As a further complication, what happens if a blind person is rude or touchy when help is offered? Most of us aren't, but unfortunately (just as with the sighted) a few of us are. Whether sighted or blind, not everybody is an angel—or, for that matter even a responsible, everyday citizen.

My answer is that we who are blind should be treated the way you would treat anybody else. How would you deal with a sighted person who behaved rudely toward you? Deal with the blind person the same way. Hopefully, most of us (blind or sighted) will treat each other with consideration and respect. The techniques to permit a blind person to function on a daily basis are worth knowing. No, they are more than that. They are key to real independence and comfortable daily living. But they are not the most important thing that a blind person must learn. This brings me to the reason I have devoted so much of my life to the work of the National Federation of the Blind. In my opinion the National Federation of the Blind has done more than any other single thing to make life better for blind people in this country in the twentieth century. 
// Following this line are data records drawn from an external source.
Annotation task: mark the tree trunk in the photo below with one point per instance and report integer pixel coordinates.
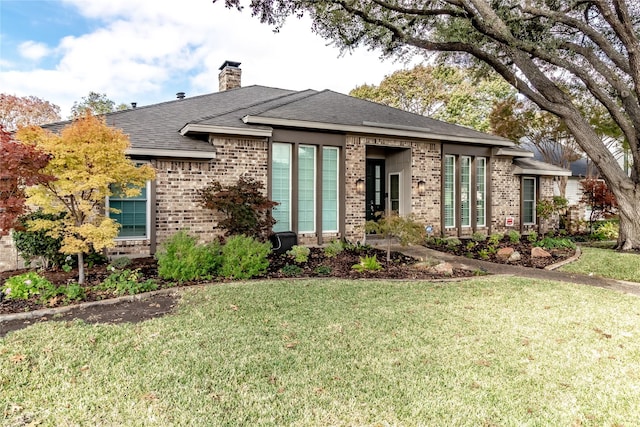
(629, 236)
(80, 268)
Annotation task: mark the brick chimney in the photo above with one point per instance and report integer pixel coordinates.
(229, 77)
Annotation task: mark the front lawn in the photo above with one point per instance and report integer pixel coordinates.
(488, 351)
(606, 263)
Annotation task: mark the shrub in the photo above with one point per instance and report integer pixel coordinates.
(495, 238)
(37, 244)
(333, 248)
(291, 270)
(607, 231)
(244, 257)
(478, 237)
(244, 207)
(181, 259)
(368, 263)
(514, 236)
(128, 282)
(299, 253)
(27, 285)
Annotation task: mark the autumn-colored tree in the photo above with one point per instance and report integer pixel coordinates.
(88, 159)
(597, 195)
(20, 166)
(540, 47)
(96, 104)
(16, 111)
(452, 94)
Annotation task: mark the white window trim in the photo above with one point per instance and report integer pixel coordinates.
(337, 189)
(148, 216)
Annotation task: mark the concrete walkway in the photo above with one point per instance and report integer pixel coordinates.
(423, 253)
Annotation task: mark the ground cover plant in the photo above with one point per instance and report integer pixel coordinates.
(485, 351)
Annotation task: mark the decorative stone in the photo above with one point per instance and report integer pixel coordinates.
(514, 257)
(505, 253)
(443, 268)
(537, 252)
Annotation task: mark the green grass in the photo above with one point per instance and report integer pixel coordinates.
(606, 263)
(488, 351)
I first became acquainted with the National Federation of the Blind in the late 1940's when both it and I were a great deal younger than we now are. It and its brilliant president, Dr. Jacobus tenBroek, helped me learn a whole new way of thought about what I was and what I could be. Dr. tenBroek taught by example. His blindness did not keep him from earning graduate degrees and being a respected college professor and Constitutional scholar. The same was true of others I met. The National Federation of the Blind meant then (as it means today) that it is respectable to be blind, that blindness will not keep you from doing what you want to do or prevent you from being what you want to be if you have reasonable training and opportunity and if you do not think of yourself as a victim.

A core principle of the organization is that we as blind people do not want or need custody or paternalistic care, that we can and should do for ourselves, that we should not ask others for assistance until we have done all we can to solve our own problems, and that we (not the government) should have prime responsibility for our own welfare and support. Does this mean that we do not want or need help from others? No—quite the contrary. If we are to go the rest of the way to full participation and first-class status in society, it is true that we must do for ourselves, but it is equally true that we must have help and understanding from our sighted friends and the larger public. Without it we will fail. Meanwhile, we will do what we can to help ourselves. And despite the old proverb, we think that (whether we are old or young) we can continue to learn.